Humans can effortlessly focus on a single voice in a noisy room, a skill that has long challenged artificial intelligence. Now, researchers at Johns Hopkins have developed an AI system that can do just that. Called FlexSED, short for Flexible Sound Event Detection, the model can recognize and precisely mark when a sound occurs within an audio recording, using a plain-language description of the sound.
“For example, if someone types ‘dog barking,’ FlexSED can scan a long audio clip and highlight the exact moments when a bark occurs, down to the second,” said co-author Jiarui Hai, a PhD student in the Department of Electrical and Computer Engineering.
Presented in October at the 2025 IEEE Workshop on Applications of Signal Processing to Audio and Acoustics (WASPAA), the system is a major leap toward open vocabulary sound understanding. What makes the system unique is that it can understand sounds through everyday language, a step beyond traditional models limited to a fixed set of labeled categories.
Traditional sound detection models can only identify sounds they were trained on, which limits how well they work in real-world settings. FlexSED takes a different approach: it can understand natural language descriptions of sounds, so it isn’t tied to a fixed list. “The system can respond to whatever sound the user describes,” said Hai. This allows FlexSED to recognize unfamiliar sounds (a process known as zero-shot learning) and quickly learn new ones with just a few examples (called few-shot learning), making it useful in settings like medical monitoring and wildlife tracking.

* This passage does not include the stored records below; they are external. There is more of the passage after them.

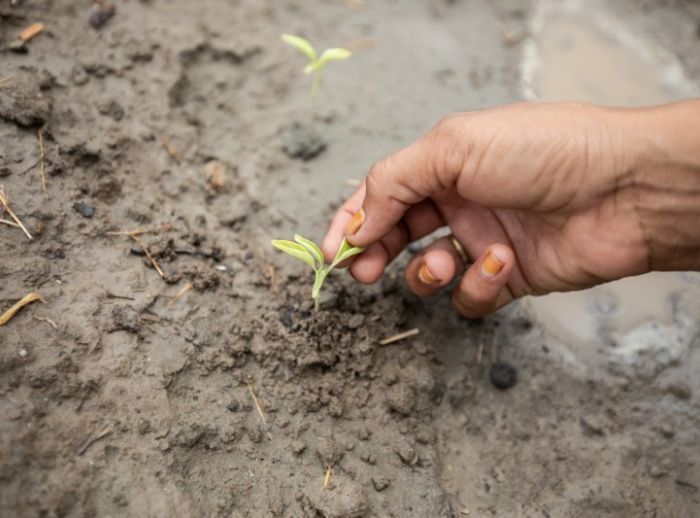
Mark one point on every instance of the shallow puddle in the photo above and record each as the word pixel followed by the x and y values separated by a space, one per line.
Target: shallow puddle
pixel 573 57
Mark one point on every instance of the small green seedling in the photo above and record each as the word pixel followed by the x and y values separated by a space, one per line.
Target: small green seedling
pixel 316 63
pixel 311 254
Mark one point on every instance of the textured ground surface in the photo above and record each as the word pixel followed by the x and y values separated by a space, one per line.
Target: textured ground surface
pixel 117 401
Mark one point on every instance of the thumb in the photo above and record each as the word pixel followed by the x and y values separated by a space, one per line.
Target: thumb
pixel 405 178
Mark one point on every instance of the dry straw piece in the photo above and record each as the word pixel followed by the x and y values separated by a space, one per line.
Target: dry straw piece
pixel 10 313
pixel 6 205
pixel 400 336
pixel 42 159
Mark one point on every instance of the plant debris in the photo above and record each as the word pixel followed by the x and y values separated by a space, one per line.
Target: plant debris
pixel 10 313
pixel 399 336
pixel 42 159
pixel 6 206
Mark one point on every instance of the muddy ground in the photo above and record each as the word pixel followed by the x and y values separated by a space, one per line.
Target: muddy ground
pixel 117 400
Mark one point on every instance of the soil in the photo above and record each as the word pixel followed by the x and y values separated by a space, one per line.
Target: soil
pixel 119 398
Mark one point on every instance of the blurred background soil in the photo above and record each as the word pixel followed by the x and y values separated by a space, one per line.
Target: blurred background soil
pixel 208 386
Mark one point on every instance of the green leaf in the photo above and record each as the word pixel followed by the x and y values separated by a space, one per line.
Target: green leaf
pixel 312 248
pixel 295 250
pixel 334 54
pixel 318 283
pixel 346 251
pixel 301 44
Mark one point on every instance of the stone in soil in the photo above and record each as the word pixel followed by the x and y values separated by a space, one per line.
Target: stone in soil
pixel 346 499
pixel 85 210
pixel 503 376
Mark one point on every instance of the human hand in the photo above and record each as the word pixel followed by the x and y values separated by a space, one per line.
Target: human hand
pixel 543 197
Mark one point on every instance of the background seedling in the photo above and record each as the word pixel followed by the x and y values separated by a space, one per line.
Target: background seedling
pixel 311 254
pixel 316 62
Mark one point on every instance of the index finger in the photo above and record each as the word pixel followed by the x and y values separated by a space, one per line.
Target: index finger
pixel 400 181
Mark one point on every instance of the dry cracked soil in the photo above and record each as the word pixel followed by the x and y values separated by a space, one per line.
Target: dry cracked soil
pixel 214 389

This work was recognized by the organizing committee as a notable contribution and was selected for a Spotlight oral presentation, which is reserved for a small number of papers that receive high evaluations from the reviewers.
To build this model, the researchers combined two pretrained systems: one that learns sound patterns from large amounts of unlabeled audio, and another that understands text descriptions such as “car horn,” “person laughing,” or “glass shattering.” An adaptive fusion strategy allows the model to integrate and fine-tune these components using a relatively small amount of labeled data, enabling open-vocabulary sound event detection without extensive task-specific retraining.
FlexSED performed better than traditional sound detection models on benchmark tests. “Even when tested on sounds outside its training set, the model showed a strong ability to identify them,” said Hai. “With just a few examples of new sounds, its accuracy rose even higher, showing that the system can quickly learn and adapt to new environments.”
Because FlexSED can understand everyday language, it could be used in many real-world settings—from spotting safety alerts in noisy workplaces to recognizing animal sounds in nature recordings. It can support audio-aware AI agents by helping them determine what occurred and when in an audio clip. Its speed and accuracy also make it a great platform to enhance assistive technologies for people with hearing loss, helping them interpret sounds in their surroundings.
FlexSED is open-source, with code and pretrained models available on GitHub.
Study co-authors include Charles Renn Faculty Scholar and Professor Mounya Elhilali, and PhD students Helin Wang and Weizhe Guo in the Department of Electrical and Computer Engineering.